William prospered sufficiently to purchase from Thomas Blanton, a carpenter, a house and lot in Fredericksburg in June 1770. It stood on a substantial parcel at the corner of Caroline Street and Lafayette Boulevard (then called Prussia Street), with a lot frontage of approximately 90 feet. There, William lived and worked until his death. The home is still standing.
The last four years of his life were trouble-ridden. He was in court more than once, presumably suing clients. About the time he acquired the house, he also acquired a wife, Fanny, and a stormy marriage it was. In September, she departed from their new home, and he took an ad in the Virginia Gazette–published in Williamsburg and distributed throughout the colony–“forewarning all persons from trusting her and from harbouring or concealing her if they would avoid being prosecuted.” Fanny, however, responded in October in the Gazette with a declaration, co-signed by 10 leading merchants in the town, that she had run up no debts. “Neither am I concealed,” she wrote, “but appear as usual, and I am resolved to recover what is legally due from William Paul.”
Then in November, William Paul filed a complaint against Edward Davis, his indentured servant, who had run away and been captured. (The court added another five years to his servitude.) William Paul made his will in 1772, leaving all of his property to his sister, Mary Young, and her two oldest children in Abigland, in the Parish of Kirkbeen, in Stewarty of Galloway, North Briton, and their heirs forever.
He died in 1773, and his executors, (as appointed by him) William Templeman and Isaac Heslop declined to serve, and it was not until November, 1774, that anything was done about the estate.
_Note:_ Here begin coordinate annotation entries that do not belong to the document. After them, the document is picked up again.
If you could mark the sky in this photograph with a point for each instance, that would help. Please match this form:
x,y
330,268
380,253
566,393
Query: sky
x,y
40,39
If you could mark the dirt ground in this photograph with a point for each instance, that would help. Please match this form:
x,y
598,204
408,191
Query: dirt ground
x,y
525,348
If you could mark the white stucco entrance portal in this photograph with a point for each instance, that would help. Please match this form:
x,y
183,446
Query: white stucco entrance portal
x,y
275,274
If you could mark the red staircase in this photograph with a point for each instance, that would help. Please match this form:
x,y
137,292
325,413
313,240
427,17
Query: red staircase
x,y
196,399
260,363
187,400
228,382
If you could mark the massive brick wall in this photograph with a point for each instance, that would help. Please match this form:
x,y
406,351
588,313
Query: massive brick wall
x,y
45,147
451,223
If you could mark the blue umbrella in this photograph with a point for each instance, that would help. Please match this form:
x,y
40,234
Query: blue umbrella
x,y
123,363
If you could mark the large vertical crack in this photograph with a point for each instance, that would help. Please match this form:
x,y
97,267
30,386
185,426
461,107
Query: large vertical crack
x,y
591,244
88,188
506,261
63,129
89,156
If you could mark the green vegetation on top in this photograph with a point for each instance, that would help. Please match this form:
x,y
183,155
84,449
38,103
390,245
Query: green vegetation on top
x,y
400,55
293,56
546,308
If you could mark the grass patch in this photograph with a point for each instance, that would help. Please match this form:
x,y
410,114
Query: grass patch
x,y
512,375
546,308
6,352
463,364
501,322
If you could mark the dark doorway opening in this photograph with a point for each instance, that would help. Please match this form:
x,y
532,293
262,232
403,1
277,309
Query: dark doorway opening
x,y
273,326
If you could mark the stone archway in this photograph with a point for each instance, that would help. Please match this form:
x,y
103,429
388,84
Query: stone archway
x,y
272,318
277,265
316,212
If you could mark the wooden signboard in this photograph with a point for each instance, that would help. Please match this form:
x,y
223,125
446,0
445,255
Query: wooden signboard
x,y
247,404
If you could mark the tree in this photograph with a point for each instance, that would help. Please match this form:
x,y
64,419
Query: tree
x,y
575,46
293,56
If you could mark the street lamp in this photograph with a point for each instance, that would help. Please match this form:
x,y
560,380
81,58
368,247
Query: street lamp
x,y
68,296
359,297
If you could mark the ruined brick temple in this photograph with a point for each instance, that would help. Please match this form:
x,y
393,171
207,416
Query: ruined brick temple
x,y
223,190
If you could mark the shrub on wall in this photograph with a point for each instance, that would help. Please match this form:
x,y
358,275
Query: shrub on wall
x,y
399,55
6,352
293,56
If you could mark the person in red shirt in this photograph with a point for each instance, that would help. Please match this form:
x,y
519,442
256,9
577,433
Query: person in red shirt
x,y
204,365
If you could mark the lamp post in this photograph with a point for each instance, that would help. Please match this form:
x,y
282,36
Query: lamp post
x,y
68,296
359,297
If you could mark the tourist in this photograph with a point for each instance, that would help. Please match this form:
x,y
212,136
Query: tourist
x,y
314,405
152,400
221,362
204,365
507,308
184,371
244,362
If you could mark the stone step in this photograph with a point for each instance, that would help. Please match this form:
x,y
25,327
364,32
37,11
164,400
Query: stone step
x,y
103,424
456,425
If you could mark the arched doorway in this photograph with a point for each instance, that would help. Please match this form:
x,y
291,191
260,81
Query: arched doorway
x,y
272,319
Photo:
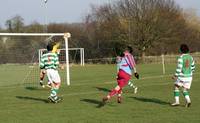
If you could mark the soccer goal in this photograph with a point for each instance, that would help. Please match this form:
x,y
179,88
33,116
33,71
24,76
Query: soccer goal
x,y
19,56
76,56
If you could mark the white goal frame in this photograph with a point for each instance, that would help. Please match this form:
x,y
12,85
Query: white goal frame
x,y
66,36
82,60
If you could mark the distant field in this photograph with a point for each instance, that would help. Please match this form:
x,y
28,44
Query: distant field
x,y
23,101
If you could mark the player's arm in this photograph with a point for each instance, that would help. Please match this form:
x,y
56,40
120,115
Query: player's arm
x,y
42,65
193,66
178,68
132,65
55,48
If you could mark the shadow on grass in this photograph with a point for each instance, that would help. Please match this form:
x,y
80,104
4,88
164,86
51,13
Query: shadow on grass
x,y
33,98
32,88
93,101
151,100
36,88
103,89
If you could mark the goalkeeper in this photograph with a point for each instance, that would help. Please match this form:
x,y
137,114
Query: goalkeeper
x,y
126,65
50,63
43,71
183,75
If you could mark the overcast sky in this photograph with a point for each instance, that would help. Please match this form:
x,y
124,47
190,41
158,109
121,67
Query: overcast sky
x,y
59,10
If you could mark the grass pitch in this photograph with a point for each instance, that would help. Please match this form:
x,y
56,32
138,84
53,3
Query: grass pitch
x,y
24,103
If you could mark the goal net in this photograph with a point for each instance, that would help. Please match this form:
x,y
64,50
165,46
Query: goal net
x,y
19,64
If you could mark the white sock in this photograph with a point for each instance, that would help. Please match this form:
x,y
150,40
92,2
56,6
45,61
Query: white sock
x,y
187,97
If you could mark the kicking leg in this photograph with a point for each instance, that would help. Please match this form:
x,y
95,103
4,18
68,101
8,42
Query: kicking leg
x,y
176,96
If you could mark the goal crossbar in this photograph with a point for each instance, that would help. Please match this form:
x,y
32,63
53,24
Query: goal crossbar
x,y
65,36
32,34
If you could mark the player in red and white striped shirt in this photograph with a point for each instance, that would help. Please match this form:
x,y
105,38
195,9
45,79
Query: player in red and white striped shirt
x,y
126,65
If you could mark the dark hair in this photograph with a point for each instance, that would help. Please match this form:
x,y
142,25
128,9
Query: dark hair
x,y
49,47
184,48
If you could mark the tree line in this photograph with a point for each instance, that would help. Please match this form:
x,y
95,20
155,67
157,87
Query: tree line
x,y
151,27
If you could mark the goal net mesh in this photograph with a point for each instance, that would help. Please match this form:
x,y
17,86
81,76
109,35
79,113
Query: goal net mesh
x,y
19,64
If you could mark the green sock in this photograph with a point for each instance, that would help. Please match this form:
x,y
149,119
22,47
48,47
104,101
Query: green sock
x,y
176,95
54,92
185,93
187,97
131,84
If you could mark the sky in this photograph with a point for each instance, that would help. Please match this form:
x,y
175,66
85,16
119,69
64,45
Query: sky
x,y
60,10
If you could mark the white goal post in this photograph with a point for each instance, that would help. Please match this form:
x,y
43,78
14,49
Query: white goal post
x,y
66,36
81,51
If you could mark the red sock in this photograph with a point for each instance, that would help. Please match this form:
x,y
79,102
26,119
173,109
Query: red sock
x,y
120,91
113,93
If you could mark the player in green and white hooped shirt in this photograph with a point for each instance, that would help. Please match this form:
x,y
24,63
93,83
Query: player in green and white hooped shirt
x,y
183,75
50,63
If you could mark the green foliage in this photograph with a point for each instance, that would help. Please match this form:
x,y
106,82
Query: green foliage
x,y
22,104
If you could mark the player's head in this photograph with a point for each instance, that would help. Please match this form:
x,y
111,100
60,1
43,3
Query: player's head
x,y
49,47
129,49
184,48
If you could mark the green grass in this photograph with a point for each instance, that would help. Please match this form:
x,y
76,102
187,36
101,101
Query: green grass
x,y
27,104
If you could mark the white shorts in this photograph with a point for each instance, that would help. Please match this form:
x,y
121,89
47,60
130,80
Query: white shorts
x,y
53,76
184,82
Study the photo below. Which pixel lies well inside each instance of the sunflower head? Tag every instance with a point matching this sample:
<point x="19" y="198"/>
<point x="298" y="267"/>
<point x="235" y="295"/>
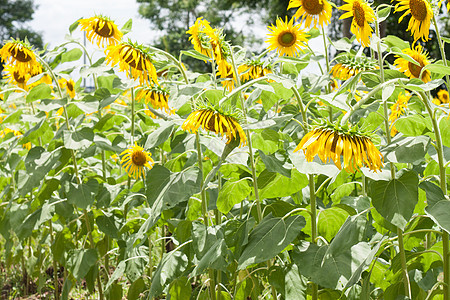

It is assumed that John Paul Jones arrived here then. Records indicate that William Paul only owned property within the town of Fredericksburg]
Did John Paul place the gravestone here ? Not proven but possible just before he was summoned north to Philadelphia to begin new career.
Filed with the Executive Archives of the State of Virginia is an interesting letter from Judge Francis T. Brooke to General Lambert in which he mentions that William Paul was a Scotch tailor, and that he made clothes for him. He also states that when William Paul died he saw John Paul Jones in the tailor shop when he went to get his clothes. At the time he did not know that he was Paul Jones, but later on knew that it was him from his pictures.
In November, 1774, John Atkinson qualified as an executor of the estate it is supposed at the instance of John Paul with John Waller, Jr., as surety, who was afterwards released and Charles Yates became his surety. His estate in town consisted of his houses and lots, his merchandise and accounts due him, which must have been worth twelve or fifteen hundred dollars. Therefore the bond of $2,500 was sufficient only for his possessions in town, and no other is alluded to or mentioned in his will.